Der Vogel „Spatz“ hat mit Spazieren wenig zu tun – aber so kann man sich das Wort gut merken. Lass das „tz“ einfach weg! Du kannst Dir das „Tz, tz, tz!“ für andere Spaziergänger aufheben, die Dir mit Socken in Trekking-Sandalen entgegenkommen.

Das Wort „spazieren“ kommt vom Lateinischen „spatiari“ bzw. „spatium“ – der Raum. Beim Spazieren gehst Du bedächtig und langsam. Du genießt, was Du tust: Du schaust Dir z. B. aufmerksam Deine Umgebung an. Wenn Du stehen bleibst und Fotos machst, ist Dein Spaziergang schon mehr ein Instawalk* oder eine Fotosafari.

Fortgeschrittene Spaziergänger lächeln andere Leute freundlich an und kommen mit ihnen ins Gespräch. Manche Menschen nehmen ihren Hund beim Spazieren mit. Das heißt dann Gassi gehen.

Spazieren gehen ist ja so gesund! Wer zu kaputte Knie zum Laufen oder vergessen hat, dass er Laufen gehen will, so wie ich gerade, integriert genügend Spaziergänge in seinen Alltag. Das ist gut für den Kreislauf. Tatsächlich soll laut dem aktuellsten Flow-Magazin genügend Bewegung im Alltag viel wichtiger für die Gesundheit sein als regelmäßiger Sport (Laufen, Radfahren, Fitness …). („Herumwandern ist besser als Fitnessstudio“,  S. 124 f., Flow Nr. 19)

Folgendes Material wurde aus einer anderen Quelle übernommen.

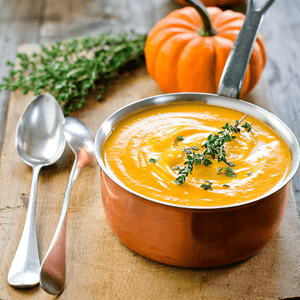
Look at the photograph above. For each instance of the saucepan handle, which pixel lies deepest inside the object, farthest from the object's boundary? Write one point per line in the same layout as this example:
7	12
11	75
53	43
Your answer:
232	78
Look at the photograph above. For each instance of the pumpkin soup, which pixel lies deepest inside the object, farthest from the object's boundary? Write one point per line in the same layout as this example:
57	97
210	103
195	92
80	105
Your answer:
196	155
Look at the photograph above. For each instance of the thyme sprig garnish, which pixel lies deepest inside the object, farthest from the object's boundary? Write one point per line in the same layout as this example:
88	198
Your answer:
68	70
215	149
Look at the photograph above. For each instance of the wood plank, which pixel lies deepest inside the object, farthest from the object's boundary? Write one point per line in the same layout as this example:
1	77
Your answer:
99	266
282	70
68	19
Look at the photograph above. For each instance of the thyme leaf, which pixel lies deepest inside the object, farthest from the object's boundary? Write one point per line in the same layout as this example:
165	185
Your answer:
207	186
68	70
214	148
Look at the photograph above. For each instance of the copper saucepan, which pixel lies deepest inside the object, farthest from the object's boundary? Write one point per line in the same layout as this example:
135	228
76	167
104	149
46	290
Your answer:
197	236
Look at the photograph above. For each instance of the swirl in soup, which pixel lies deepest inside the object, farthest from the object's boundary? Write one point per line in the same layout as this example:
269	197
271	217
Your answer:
147	150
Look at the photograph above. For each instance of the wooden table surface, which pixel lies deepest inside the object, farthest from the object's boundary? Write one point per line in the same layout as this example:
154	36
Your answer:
46	21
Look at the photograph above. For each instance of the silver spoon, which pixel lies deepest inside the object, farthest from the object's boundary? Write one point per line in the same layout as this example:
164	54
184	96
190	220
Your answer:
53	269
40	142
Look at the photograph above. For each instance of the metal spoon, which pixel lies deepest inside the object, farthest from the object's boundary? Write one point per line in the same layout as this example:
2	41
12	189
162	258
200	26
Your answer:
40	142
53	269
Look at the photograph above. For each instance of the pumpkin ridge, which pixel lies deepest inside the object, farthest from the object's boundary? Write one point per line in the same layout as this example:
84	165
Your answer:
177	63
229	17
170	58
151	50
194	77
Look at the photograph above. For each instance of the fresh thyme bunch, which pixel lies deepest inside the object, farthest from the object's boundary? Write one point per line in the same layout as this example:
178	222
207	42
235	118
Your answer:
69	69
214	147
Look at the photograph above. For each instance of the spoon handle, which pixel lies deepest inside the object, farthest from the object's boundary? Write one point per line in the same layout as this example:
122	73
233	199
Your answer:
24	270
53	268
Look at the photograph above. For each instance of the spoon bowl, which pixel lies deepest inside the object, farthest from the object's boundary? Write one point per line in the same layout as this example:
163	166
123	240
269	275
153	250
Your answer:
53	269
39	142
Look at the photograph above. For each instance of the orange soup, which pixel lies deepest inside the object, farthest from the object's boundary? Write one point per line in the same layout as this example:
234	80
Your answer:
147	150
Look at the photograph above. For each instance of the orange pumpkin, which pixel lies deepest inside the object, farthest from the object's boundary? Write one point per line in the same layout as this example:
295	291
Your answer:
216	2
185	54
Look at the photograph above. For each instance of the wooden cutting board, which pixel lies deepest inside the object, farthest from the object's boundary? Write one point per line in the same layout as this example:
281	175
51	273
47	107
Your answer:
99	266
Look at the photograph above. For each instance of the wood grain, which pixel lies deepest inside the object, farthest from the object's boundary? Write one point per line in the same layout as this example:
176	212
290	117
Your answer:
99	266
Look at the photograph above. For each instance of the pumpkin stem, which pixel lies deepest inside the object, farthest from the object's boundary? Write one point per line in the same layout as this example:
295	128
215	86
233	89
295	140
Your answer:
207	29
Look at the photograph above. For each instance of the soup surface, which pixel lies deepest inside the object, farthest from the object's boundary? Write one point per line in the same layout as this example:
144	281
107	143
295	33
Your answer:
146	152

Spazieren gehen beruhigt außerdem den Geist: Wenn Du durch einen schönen Wald gehst oder an einem Bach entlang, bewertest Du die Bäume oder die Enten im Wasser ja nicht. Du nimmst sie einfach wahr. In diesen Zustand kommst Du sonst nur, wenn Du meditierst oder Dich lange Zeit in Achtsamkeit geübt hast. Spazieren gehen ist also Meditation in Bewegung. Am besten, Du suchst Dir dafür eine schöne Strecke mit viel Natur aus.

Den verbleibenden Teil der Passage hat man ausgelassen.